Re: The business case is pretty good.
1) Writes in controllers are normally mirrored over PCIe - does that sound quicker than Ethernet? Do you know what the fabric latency is in a FC normal environment (hint, it's not a lot)?
Just because something sounds quicker, doesn't mean it is quicker, which reminded me of this quote:
"We all know that light travels faster than sound. That's why certain people appear bright until you hear them speak."
2) cost analysis - for sure - if you have a tiny number of hosts, shared storage is hard to justify. "Hellish" suggests you've been reading too many VSAN marketing slides where they push the BS line that SSDs in storage arrays cost 22.48 times as much as SSD in x86 servers. If you had to use a number for that illustration, 1 times as much is a lot closer to the truth.....
3) If you put all the storage in the box with CPU - cool idea. How do I make sure that I don't lose transactions or cope with server downtime/workload migration? Sounds very enterprise. Fancy a job at TSB doing their infrastructure?
4) See 4:
Any latency sensitive application that has fast storage would benefit. Transit latency didn't matter when it was 40 microseconds out of 5000 microseconds (aka 5 milliseconds) - it was a tiny rounding error.

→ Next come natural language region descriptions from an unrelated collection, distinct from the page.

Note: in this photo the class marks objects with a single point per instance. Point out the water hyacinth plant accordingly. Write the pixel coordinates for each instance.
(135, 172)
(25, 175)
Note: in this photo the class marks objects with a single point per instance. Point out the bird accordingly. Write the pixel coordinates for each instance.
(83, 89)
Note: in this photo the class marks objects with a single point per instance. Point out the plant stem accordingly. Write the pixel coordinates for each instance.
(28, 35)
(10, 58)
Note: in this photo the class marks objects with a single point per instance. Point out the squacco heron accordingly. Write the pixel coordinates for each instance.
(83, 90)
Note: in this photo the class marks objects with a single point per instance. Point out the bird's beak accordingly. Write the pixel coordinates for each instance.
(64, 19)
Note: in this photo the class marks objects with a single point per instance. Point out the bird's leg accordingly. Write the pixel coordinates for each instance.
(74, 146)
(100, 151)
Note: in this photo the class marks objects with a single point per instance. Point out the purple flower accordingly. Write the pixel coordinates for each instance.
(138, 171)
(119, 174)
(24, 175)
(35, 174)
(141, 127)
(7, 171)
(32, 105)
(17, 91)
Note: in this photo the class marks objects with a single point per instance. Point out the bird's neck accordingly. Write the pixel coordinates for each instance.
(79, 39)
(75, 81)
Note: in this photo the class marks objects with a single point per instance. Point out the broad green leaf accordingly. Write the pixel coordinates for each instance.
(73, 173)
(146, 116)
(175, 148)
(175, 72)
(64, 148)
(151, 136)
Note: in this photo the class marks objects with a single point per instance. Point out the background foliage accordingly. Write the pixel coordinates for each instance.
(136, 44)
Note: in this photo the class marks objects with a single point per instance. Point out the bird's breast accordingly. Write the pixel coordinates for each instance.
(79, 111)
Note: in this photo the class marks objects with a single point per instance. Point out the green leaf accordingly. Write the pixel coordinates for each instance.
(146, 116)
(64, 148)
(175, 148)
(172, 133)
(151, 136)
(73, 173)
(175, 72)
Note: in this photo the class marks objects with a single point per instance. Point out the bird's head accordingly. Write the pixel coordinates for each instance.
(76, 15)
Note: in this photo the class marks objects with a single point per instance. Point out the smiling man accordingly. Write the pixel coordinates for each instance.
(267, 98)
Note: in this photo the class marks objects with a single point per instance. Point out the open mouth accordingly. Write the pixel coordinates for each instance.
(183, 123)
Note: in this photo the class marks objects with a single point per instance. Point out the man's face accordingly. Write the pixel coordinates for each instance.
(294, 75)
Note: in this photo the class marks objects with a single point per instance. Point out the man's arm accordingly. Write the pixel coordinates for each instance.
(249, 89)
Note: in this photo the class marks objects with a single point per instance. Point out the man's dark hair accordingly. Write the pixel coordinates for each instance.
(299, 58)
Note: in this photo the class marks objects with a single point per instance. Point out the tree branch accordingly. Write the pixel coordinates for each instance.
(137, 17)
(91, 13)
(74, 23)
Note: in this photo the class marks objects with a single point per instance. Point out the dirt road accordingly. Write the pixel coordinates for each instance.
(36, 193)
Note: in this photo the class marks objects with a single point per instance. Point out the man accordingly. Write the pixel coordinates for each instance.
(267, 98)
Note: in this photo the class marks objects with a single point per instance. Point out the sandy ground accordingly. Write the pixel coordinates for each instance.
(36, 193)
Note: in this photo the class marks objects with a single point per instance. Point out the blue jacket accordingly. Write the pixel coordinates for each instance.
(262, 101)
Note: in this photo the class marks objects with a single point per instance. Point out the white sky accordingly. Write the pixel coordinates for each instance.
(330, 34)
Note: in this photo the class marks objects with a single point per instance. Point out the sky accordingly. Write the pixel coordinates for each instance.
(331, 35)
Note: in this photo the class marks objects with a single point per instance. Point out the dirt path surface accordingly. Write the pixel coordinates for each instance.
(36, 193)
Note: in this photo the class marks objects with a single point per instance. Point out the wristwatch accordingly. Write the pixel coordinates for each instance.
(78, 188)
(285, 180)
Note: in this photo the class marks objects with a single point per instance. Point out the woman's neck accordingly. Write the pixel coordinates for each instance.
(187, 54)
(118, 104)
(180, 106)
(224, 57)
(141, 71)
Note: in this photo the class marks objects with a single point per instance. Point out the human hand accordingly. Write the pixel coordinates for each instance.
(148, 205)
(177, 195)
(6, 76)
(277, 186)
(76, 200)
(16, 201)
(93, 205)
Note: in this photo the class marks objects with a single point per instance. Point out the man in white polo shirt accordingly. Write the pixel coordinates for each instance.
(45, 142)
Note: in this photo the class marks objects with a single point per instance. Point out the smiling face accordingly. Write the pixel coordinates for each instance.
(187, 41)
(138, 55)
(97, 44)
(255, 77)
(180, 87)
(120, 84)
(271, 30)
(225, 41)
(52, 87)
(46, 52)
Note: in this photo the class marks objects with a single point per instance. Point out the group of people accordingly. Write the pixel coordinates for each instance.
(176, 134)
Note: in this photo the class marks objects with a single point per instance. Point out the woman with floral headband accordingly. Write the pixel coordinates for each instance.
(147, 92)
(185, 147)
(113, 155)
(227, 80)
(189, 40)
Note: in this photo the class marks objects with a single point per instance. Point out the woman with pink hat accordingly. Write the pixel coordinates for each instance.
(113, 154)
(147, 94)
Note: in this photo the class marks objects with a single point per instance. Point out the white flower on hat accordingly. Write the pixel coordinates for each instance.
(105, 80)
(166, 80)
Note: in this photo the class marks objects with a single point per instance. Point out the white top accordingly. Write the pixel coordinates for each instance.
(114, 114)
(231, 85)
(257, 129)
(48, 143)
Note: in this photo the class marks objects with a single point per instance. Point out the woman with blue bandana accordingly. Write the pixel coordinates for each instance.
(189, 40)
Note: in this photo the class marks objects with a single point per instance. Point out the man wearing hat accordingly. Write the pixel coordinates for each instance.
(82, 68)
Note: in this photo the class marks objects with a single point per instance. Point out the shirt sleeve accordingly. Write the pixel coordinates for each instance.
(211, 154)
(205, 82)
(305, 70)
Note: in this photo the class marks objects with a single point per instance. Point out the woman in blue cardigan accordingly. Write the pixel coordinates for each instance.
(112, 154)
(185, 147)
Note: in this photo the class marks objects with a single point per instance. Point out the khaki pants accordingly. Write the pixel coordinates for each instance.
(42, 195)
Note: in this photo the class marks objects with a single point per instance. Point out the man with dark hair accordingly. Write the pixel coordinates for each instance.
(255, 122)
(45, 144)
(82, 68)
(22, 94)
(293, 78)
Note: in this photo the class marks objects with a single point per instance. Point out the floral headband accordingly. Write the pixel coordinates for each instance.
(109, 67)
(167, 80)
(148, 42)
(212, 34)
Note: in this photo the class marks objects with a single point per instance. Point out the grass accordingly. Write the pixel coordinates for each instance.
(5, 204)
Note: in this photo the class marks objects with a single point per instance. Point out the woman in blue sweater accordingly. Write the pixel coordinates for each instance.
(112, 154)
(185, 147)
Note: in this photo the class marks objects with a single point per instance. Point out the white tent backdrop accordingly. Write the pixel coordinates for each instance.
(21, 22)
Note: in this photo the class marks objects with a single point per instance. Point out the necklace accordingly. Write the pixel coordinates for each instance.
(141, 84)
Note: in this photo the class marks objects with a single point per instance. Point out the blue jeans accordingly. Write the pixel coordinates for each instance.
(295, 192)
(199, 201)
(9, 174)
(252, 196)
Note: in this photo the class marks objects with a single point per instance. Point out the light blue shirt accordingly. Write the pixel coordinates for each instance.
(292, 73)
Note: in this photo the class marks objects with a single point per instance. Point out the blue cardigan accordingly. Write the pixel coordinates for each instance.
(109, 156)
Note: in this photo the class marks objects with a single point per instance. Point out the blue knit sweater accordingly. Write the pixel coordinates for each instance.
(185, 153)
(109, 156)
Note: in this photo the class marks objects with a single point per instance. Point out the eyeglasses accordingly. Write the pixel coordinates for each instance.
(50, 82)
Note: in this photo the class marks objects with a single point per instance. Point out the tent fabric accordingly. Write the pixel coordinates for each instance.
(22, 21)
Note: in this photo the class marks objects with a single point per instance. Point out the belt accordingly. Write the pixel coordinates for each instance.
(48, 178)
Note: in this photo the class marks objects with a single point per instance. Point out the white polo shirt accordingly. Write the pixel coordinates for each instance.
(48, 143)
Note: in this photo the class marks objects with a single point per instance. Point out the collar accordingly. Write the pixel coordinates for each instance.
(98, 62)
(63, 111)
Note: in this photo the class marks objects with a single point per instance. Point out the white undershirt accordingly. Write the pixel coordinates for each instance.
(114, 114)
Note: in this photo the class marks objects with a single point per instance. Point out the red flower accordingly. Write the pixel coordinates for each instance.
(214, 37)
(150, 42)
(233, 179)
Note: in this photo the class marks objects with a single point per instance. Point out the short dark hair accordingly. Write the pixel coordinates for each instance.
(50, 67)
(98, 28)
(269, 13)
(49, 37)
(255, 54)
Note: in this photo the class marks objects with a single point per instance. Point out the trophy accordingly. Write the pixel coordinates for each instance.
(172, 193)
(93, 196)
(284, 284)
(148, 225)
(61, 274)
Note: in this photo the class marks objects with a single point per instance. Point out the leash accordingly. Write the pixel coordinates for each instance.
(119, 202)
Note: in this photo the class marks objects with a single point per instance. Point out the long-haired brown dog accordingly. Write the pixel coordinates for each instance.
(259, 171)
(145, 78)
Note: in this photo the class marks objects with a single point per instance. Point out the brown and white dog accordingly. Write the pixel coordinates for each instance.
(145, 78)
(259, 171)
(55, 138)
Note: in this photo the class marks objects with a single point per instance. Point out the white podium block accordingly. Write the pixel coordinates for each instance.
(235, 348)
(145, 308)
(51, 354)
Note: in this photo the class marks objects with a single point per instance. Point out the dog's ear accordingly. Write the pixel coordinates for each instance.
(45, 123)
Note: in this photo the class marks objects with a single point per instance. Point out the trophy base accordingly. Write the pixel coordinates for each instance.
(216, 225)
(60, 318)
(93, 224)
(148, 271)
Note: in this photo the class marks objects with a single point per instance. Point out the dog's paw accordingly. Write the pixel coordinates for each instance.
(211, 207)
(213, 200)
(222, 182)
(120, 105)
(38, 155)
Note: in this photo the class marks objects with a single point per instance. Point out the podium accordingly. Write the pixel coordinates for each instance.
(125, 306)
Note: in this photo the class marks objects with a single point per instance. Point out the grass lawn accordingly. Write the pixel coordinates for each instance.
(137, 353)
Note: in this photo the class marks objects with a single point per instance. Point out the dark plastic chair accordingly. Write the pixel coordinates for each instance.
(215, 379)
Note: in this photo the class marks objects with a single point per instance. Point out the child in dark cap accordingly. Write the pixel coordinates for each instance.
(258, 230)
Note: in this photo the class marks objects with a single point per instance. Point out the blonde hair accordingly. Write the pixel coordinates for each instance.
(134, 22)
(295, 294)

When the storage response time is 150 microseconds, perhaps you should start paying attention as it's a decent percentage of overall response time.
5) Cost for existing FC users to try FC-NVMe is pretty near zero in a lot of cases with extra performance being the reward. What's the lock-in again?
Let's look at the quote from the article again:
"FC-NVMe is ideal for existing enterprises that already employ Fibre Channel, where NVMe-oF over RDMA Ethernet is best suited for green-field "Linux" environments."
What's your problem with the above and do you have a view on how come Greg hasn't been found out earlier in his 40 yr career?